Bu bütçede asıl belirleyici konu, açıklanan mali disiplin paketinin güvenilirliği oluyor. Kesintiler vaat edilmiş olsa da, önümüzdeki üç yılda borçlanmanın hâlâ beklenenden yüksek olması öngörülüyor. Borçlanmanın önceki tahminlerin altına düşmeye başlaması ancak 2029-2030 yıllarında mümkün olacak ve bu tamamen ertelenmiş vergi artışları ile gelecek harcama inceleme döneminde verilen disiplin vaatlerine dayanıyor. Kısa vadede ek borçlanma ve harcama uygulanabilir görünse de, özellikle yaklaşan seçimler öncesi harcama disiplininin sağlanabilirliği büyük ölçüde şüpheyle karşılanıyor. IFS’ye göre bu bütçe, toplam vergi yükünü 2030-2031’de gayri safi yurt içi hasılanın (GSYİH) yüzde 38,3’üne çıkarıyor; bu, mevcut parlamentoda açıklanan vergi artışlarının onlarca yılın en yüksek seviyesi anlamına geliyor.

Kısmi reformlar

Bütçe, bazı olumlu adımlar da içeriyor. Büyük aileleri desteklemek amacıyla iki çocuk sınırının kaldırılması, çocuk yoksulluğunu azaltmaya yönelik etkili bir uygulama olarak öne çıkıyor. Ayrıca özel eğitim harcamalarının aşılması riskinin yerel yönetimlerden merkezi hükümete aktarılması, hükümetin reform yapma teşviklerini artırıyor ve şeffaflığa doğru bir adım olarak değerlendiriliyor. Ancak bütçe, net bir büyüme planı olmaksızın kısa vadeli istikrarı hedefliyor.

axsd
Birleşik Krallık Başbakanı Keir Starmer ve Maliye Bakanı Rachel Reeves, hükümetin bütçe sunumu sırasında Avam Kamarası'nda görülüyor. (AFP)

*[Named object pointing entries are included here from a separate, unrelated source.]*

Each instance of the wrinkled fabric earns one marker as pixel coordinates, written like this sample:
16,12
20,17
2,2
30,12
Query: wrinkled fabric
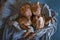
11,34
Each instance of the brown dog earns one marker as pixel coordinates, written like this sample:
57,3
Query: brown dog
25,19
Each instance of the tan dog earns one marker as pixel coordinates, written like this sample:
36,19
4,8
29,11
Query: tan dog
25,19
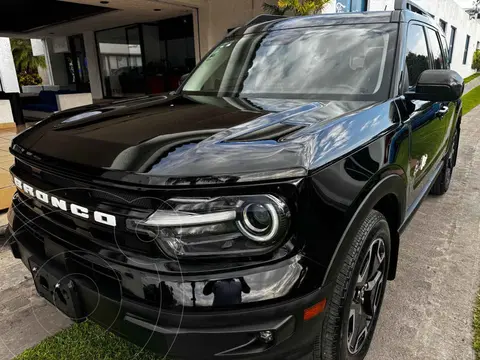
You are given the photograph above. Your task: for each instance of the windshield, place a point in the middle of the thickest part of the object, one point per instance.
(346, 61)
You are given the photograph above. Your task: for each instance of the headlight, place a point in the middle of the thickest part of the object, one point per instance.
(223, 226)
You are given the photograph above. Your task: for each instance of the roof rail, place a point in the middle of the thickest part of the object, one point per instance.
(264, 18)
(409, 5)
(400, 4)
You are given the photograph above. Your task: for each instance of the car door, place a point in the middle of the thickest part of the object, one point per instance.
(447, 114)
(426, 119)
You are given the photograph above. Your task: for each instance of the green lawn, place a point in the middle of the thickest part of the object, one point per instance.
(471, 77)
(86, 341)
(476, 328)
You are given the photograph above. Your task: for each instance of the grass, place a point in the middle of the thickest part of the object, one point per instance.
(471, 77)
(476, 328)
(471, 100)
(86, 341)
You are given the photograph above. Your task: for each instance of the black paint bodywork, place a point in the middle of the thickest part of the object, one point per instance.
(333, 160)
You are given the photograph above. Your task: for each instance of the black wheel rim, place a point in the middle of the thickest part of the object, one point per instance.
(367, 295)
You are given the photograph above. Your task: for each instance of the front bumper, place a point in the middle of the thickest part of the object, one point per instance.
(179, 333)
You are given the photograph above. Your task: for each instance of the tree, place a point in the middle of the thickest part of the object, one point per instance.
(297, 7)
(476, 60)
(23, 57)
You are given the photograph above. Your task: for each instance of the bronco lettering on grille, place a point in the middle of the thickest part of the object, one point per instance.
(77, 210)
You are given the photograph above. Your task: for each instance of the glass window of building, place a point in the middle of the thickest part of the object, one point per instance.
(351, 5)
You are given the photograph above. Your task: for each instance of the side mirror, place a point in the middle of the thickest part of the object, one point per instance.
(183, 78)
(438, 86)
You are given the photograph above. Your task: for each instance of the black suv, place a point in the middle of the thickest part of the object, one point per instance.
(256, 212)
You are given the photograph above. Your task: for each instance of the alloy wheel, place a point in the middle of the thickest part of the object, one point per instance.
(367, 295)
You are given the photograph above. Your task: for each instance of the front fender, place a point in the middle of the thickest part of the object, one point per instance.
(391, 184)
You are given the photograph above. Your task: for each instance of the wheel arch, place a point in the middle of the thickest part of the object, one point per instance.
(387, 196)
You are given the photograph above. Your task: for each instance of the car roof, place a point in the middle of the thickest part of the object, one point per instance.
(272, 23)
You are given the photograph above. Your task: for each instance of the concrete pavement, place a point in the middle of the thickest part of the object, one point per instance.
(427, 312)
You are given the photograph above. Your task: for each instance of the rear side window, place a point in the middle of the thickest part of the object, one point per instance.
(417, 54)
(435, 47)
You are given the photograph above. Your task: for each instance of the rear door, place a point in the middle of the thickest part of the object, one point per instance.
(427, 119)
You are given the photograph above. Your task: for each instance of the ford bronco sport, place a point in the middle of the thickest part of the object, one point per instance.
(256, 212)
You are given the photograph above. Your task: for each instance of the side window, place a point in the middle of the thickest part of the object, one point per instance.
(417, 54)
(436, 48)
(445, 51)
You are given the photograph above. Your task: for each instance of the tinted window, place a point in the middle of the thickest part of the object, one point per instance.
(435, 47)
(417, 54)
(465, 52)
(335, 61)
(452, 43)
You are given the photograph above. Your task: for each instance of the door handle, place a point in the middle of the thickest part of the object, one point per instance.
(441, 113)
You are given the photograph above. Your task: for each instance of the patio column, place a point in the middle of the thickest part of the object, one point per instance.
(94, 72)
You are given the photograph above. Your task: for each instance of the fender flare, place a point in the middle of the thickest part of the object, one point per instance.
(391, 184)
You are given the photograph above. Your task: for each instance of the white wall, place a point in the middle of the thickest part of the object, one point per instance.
(8, 74)
(454, 15)
(94, 73)
(57, 65)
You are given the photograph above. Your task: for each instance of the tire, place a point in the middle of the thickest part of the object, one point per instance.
(336, 342)
(443, 181)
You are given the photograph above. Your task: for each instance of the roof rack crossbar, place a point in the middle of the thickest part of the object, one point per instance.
(410, 5)
(264, 18)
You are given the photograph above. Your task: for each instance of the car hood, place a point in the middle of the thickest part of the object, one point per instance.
(180, 137)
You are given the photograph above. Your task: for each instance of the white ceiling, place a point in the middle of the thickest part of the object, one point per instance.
(128, 12)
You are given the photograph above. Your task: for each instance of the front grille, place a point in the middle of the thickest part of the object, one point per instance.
(76, 190)
(92, 197)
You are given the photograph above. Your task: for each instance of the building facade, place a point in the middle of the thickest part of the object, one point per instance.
(123, 48)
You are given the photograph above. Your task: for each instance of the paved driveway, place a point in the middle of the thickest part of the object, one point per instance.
(427, 310)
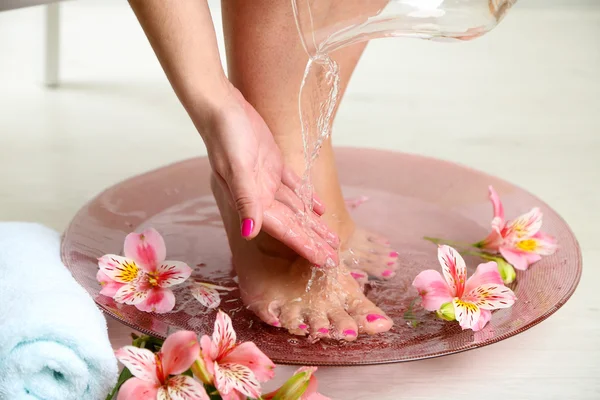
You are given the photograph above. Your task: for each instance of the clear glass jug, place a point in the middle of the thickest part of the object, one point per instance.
(327, 25)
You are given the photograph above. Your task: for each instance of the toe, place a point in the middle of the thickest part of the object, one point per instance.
(319, 324)
(267, 311)
(369, 318)
(343, 325)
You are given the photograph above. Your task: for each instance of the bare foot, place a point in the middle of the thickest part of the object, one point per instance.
(367, 254)
(273, 283)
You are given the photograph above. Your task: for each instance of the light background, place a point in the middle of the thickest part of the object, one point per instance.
(523, 103)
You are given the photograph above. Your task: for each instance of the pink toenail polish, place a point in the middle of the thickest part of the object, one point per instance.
(356, 275)
(247, 226)
(374, 317)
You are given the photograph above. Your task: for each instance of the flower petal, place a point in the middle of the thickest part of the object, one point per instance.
(485, 273)
(517, 259)
(467, 314)
(433, 289)
(163, 394)
(141, 362)
(158, 300)
(484, 318)
(179, 351)
(147, 248)
(224, 337)
(208, 353)
(230, 377)
(207, 296)
(540, 243)
(183, 387)
(491, 297)
(172, 273)
(136, 389)
(119, 269)
(524, 226)
(454, 268)
(130, 294)
(109, 287)
(249, 355)
(497, 204)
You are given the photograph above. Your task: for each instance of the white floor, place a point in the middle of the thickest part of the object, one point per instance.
(522, 103)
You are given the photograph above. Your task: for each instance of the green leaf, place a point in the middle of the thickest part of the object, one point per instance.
(409, 315)
(125, 375)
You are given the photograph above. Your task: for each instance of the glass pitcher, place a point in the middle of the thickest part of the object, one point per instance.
(327, 25)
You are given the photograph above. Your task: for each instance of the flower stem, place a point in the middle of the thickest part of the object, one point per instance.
(125, 374)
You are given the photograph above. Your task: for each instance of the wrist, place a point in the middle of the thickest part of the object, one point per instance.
(205, 104)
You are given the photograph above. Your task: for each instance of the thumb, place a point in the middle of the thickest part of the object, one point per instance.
(246, 201)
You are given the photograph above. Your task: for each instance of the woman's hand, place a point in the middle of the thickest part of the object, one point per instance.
(249, 167)
(241, 149)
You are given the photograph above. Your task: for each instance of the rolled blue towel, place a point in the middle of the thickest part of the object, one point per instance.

Özetle bu bütçe, Başbakan Keir Starmer liderliğindeki İşçi Partisi hükümetinin karşı karşıya olduğu zor ikilemi gözler önüne seriyor. Hükümet, uzun süren kriz dönemlerinin ardından kamu hizmetlerini yeniden inşa etme ve istikrar sağlama sözü verirken, piyasaları yatıştırmak ve gelirleri güvence altına almak için onlarca yılın en yüksek vergi artışını kabul etmek zorunda kalıyor. Bu adım, kreditörler açısından mali disiplin anlamına gelse de, seçmenler üzerinde büyük bir baskı yaratıyor ve ciddi bir siyasi zorluk oluşturuyor. Ek harcamalar, parti içindeki sol kanadı sakinleştirmek için hızlıca geçirildi, ancak acı veren mali önlemler ve gerçek harcama disiplini gelecek seçimlerden sonrasına ertelendi. Bu ‘ertelenmiş disiplin’ yaklaşımı, partinin güvenilirliğini tehlikeye atıyor ve Starmer’ın vaat ettiği değişimi gerçekleştirme görevini zorlaştırıyor; finansal istikrarın gerçek maliyeti, esas olarak mevcut dönemi takip eden dönemlere bırakılıyor.